1a) difficulty-loving Courage was a {novice / new arrival} in Oblivion
1b) the {novice / new arrival} in Oblivion was of a difficulty-loving courage

2) it's a severe difficulty that this task too turned out to be easy



My courage considers it a pleasure to be enmeshed in fear and danger. This work is a sign sent by Oblivion; that is, we knew life and the world to be a very difficult task. But alas-- that too turned out to be easy! (7)

== Nazm page 7


Urdu text: Vajid 1902 {6}


The meaning is that my difficulty-loving courage needs some rank higher than oblivion, because oblivion proved to be an easy stage for it. (7)

Bekhud Mohani:

He says, my courage and my enthusiasm have become difficulty-loving to such an extent that education in oblivion ought to be considered a commonplace task for them.... At one other place too Mirza Sahib has expressed this theme: there he says {61,3}. (17)


DIFFICULT/EASY verses: {6,5}; {8,2}; {17,1}; {111,15}; {112,3}; {136,3}

There are some manuscript variations in this verse. For the first word of the verse Hamid adopts a reading of ay ; Nazm and others adopt hai . As always, I follow Arshi's reading, which in this case is thii .

The commentators emphasize the implication that Courage wanted something even beyond Oblivion to aspire to, or a task even more difficult, just to have a proper challenge. Did Courage find the task easy because Courage is so able and dauntless, or because Oblivion really is an easy thing to achieve?
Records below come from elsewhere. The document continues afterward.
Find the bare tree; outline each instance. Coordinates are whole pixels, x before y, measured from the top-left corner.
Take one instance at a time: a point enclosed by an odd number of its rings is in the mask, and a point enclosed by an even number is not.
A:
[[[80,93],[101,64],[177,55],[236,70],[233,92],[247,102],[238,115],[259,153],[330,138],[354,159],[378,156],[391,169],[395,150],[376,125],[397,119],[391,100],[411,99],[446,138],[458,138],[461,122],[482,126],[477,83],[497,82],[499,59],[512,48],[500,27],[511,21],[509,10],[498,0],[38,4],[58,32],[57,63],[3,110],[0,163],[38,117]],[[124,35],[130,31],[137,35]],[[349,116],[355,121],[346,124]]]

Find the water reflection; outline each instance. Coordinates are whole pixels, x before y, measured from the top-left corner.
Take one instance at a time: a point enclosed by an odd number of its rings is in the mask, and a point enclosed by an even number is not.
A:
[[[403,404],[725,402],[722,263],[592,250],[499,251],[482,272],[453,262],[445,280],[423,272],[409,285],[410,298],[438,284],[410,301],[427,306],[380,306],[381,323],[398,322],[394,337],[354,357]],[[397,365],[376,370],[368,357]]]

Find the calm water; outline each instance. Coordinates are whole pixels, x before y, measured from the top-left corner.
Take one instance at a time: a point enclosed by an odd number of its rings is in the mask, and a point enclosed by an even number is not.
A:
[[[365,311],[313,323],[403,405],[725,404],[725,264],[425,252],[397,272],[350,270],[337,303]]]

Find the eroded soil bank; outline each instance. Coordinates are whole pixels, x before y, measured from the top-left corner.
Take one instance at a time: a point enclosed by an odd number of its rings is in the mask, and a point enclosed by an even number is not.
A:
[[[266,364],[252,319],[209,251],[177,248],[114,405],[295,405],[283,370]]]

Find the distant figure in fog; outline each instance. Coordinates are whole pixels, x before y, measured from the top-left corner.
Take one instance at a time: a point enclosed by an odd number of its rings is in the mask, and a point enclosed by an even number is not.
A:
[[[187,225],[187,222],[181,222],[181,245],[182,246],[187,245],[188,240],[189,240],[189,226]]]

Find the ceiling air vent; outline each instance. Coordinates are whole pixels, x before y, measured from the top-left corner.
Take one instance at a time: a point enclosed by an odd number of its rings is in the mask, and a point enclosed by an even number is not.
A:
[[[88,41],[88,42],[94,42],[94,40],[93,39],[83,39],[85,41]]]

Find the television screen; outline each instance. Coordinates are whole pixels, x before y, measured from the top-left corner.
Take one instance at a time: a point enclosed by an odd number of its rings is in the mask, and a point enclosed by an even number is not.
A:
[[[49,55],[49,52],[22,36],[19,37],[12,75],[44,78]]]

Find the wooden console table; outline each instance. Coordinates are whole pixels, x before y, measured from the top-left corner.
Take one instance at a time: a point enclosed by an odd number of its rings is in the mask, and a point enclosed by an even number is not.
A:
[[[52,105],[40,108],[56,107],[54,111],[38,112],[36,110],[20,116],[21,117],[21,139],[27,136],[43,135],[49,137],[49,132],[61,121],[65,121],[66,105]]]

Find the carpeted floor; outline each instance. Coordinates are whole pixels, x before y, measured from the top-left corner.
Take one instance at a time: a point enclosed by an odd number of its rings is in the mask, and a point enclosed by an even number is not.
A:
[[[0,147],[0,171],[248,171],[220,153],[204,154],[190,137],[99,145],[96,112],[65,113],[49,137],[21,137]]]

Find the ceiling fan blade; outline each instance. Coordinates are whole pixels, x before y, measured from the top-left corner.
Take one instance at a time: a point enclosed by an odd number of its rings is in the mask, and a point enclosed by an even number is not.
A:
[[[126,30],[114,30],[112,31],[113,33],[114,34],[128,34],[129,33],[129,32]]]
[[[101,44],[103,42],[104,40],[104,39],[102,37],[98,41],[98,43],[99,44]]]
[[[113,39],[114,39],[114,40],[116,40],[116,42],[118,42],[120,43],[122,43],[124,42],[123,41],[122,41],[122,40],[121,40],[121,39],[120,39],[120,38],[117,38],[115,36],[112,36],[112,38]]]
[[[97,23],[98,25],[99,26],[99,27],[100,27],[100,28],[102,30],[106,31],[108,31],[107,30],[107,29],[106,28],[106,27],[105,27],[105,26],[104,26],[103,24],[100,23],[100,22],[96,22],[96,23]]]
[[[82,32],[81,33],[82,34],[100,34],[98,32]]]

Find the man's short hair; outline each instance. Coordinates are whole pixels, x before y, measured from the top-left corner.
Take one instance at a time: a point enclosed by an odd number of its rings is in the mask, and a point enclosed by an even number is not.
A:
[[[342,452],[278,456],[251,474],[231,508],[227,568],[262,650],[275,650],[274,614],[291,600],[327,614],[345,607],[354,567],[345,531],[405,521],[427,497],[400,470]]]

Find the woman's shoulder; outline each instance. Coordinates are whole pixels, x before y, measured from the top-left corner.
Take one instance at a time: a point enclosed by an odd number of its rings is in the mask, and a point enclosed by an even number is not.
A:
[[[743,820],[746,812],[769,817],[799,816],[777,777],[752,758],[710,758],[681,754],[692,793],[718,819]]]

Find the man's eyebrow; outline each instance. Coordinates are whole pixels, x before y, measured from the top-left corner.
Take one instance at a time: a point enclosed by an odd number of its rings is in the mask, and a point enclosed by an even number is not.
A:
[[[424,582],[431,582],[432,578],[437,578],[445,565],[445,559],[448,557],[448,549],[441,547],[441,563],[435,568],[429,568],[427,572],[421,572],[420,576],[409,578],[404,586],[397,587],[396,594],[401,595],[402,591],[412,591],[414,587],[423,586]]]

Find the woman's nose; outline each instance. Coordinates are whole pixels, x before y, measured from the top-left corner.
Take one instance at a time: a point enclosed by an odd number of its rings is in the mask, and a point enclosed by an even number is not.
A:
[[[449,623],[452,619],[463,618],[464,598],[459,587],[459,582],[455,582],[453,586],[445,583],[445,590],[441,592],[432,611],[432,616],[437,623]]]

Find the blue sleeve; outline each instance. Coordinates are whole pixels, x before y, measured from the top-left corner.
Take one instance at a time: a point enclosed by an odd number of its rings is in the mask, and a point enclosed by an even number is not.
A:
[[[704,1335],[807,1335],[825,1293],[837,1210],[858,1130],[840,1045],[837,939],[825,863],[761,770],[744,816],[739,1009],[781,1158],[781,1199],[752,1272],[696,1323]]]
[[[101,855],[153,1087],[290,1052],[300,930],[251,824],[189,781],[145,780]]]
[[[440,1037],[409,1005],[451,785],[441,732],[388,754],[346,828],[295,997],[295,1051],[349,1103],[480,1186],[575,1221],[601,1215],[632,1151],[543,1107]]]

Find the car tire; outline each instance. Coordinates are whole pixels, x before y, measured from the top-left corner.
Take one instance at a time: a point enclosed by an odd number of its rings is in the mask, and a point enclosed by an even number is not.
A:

This latter possibility points to the exclusivity angle, which emerges clearly in {60,3}-- 'what honor or prestige can passion obtain, where cruelty is widely available?' Perhaps what difficulty-loving Courage really wanted was a chance specifically to do something so difficult that nobody else could achieve it. In that case, what a let-down to find that Oblivion is within the capacity of every Tom, Dick, and Harry! It's almost enough to make Courage give up on Oblivion entirely.

This is the kind of in-your-face difficult verse that people think of when they think of Ghalib at his most irritating. It's gnomic, cryptic, undecipherable in a really radical way. The proper question to ask is always, does it sufficiently reward us for our struggles with it? This one I don't find very inspiring. Would anybody ever have memorized or lovingly recited it, or lingered over it and savored it for long periods? Since Ghalib has so many verses that conspicuously do receive such tributes, verses like this one end up, in my judgment, in the second rank.